Depending on the size of your family, you may need to occasionally add additional worksheets for a particular census year. This can be done easily as follows:
- Note: Always add new worksheets before inputting data into your last blank formatted worksheet. Open your copy of your master spreadsheet and find the sheet tab for the year you need to copy.
- With your mouse, right-click the sheet tab of the blank, formatted worksheet and select “move or copy…”
- In the resulting window, ensure the “create a copy” checkbox is filled, designate where you want the copy inserted and click “OK”. Your newly inserted worksheet should now be ready to use. After copying the format to a new page you will have to set up the page margins and options as listed below. You can rename the worksheet by right clicking its tab at the bottom of the screen and selecting “rename”. Type in the new name such as “1900 Federal”. If the new worksheet is not in the correct location, a new 1900 worksheet next to 1840 for example, simply left click the sheet tab of the worksheet to be moved and drag it to its correct location. To print a worksheet, click “file” in the top menu bar and select “page setup”. If the result does not print correctly, check that each worksheet is formatted as follows:
|Size||8.5 x 11||8.5 x 11||8.5 x 11||8.5 x 11||8.5 x 11||8.5 x 11||8.5 x 11||8.5 x 11||8.5 x 11|
|Margins – L,R,T,B||.5, .5, .5, .5||.5, .5, .5, .5||.5, .5, .5, .5||.25, .25, .5, .5||.25, .25, .5, .5||.25, .25, .5, .5||.25, .25, .5, .5||.25, .25, .5, .5||.25, .25, .5, .5|
|Size||8.5 x 11||8.5 x 14||8.5 x 11||8.5 x 14||8.5 x 11||8.5 x 14||8.5 x 11||8.5 x 14||8.5 x 14|
|Margins – L,R,T,B||.25, .25, .5, .5||.25, .25, .5, .5||.25, .25, .5, .5||.25, .25, .5, .5||.25, .25, .5, .5||.25, .25, .5, .5||.25, .25, .5, .5||.25, .25, .5, .5||.25, .25, .5, .5|
Where are the US census spreadsheets for each year?
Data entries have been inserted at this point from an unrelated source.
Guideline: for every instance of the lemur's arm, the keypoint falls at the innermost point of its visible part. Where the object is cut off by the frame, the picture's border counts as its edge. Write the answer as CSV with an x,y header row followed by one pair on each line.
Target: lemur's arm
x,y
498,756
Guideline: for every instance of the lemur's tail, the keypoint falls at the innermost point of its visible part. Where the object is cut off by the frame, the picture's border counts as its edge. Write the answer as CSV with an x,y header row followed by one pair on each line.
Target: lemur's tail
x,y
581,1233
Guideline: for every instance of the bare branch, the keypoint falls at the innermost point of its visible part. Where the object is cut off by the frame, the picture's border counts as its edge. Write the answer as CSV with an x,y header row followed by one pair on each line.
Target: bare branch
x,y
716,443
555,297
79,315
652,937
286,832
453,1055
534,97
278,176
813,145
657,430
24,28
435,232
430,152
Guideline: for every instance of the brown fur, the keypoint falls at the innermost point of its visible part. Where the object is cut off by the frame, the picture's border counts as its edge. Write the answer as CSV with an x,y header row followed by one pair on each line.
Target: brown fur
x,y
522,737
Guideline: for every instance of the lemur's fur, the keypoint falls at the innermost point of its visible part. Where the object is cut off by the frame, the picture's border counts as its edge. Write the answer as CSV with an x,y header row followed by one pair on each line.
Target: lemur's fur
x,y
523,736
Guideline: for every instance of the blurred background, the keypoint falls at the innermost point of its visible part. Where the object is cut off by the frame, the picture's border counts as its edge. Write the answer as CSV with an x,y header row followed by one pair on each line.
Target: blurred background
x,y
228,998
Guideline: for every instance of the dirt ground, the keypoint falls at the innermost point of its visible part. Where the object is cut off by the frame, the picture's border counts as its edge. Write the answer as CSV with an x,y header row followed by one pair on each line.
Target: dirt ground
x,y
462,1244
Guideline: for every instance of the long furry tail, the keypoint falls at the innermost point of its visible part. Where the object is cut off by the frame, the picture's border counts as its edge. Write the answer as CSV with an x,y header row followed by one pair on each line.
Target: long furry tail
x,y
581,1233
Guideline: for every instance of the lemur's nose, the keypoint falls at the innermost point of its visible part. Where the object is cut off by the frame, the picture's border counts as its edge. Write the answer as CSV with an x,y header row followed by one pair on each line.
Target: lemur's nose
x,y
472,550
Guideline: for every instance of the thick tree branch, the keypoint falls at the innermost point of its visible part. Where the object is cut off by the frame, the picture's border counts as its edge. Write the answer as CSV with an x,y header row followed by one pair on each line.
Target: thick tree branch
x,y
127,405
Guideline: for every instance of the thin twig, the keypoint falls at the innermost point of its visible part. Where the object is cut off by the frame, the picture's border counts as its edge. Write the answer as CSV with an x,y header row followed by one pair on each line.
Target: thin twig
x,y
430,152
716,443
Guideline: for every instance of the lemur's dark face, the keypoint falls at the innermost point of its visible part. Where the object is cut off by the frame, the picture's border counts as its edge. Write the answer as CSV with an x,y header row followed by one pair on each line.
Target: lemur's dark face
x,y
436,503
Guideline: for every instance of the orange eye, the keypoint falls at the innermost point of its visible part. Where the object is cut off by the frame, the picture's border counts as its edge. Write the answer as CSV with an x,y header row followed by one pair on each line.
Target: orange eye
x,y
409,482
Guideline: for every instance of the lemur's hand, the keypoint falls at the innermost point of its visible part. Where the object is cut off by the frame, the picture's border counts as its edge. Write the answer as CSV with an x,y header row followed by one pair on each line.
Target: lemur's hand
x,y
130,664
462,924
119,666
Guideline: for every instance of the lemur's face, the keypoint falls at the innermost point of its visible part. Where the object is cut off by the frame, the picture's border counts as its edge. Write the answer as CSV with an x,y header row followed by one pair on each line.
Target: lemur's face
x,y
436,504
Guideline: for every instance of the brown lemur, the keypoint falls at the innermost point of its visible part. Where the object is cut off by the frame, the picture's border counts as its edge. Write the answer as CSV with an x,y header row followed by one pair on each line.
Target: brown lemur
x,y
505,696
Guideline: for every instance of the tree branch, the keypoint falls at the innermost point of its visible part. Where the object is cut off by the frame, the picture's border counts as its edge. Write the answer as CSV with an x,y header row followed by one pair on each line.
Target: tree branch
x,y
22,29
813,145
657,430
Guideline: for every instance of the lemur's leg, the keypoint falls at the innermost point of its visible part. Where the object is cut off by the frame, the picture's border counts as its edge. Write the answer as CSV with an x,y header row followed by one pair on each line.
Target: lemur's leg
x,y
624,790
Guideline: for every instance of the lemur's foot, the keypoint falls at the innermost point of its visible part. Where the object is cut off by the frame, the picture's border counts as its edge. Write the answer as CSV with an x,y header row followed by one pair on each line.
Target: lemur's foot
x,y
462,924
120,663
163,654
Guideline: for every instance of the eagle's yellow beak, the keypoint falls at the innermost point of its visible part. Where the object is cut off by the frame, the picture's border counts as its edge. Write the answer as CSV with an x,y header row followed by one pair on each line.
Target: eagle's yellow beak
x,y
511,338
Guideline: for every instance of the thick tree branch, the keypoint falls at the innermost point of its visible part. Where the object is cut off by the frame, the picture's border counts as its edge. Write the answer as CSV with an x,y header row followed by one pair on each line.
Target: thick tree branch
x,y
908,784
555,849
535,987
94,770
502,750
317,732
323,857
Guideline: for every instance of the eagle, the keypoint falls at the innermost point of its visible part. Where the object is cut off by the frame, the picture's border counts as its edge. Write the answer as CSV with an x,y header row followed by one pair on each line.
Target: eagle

The federal.xls workbook contains all of the US census forms. There are tabs for each year from 1790-1940 with the exception of 1890 due to the fire loss of almost all 1890 census forms.
I don’t see tabs for the different years in the workbook. Where are they?
First, ensure the worksheet and Excel windows are fully maximized. You should then see tabs at the bottom of the screen which are used to navigate through the worksheets. If both windows are maximized and you still don’t see the worksheet tabs, go to the menu at the top of the screen and select “Tools” –> “Options”. On the “View” tab, ensure the “Sheet Tabs” box is checked.
I can see some of the tabs, but not all. Where are the rest of them?
There are more tabs than fit in the window, so the arrows must be used to scroll through to the hidden tabs. To the left (or right, depending on the software you are using) of the tabs you should see a set of small arrows. The middle two scroll left and right through the tabs and the outside two take you to the very first and last tabs.
What about the special censuses, like the Veterans and Widows and the Mortality Schedule?
The federalspecial.xls file contains spreadsheets for the Special Schedules including the 1850 & 1860 Slave Schedules, the 1850-1880 Mortality Schedules, the 1883 Pensioners Schedule, and the 1890 Veterans and Widows Schedule.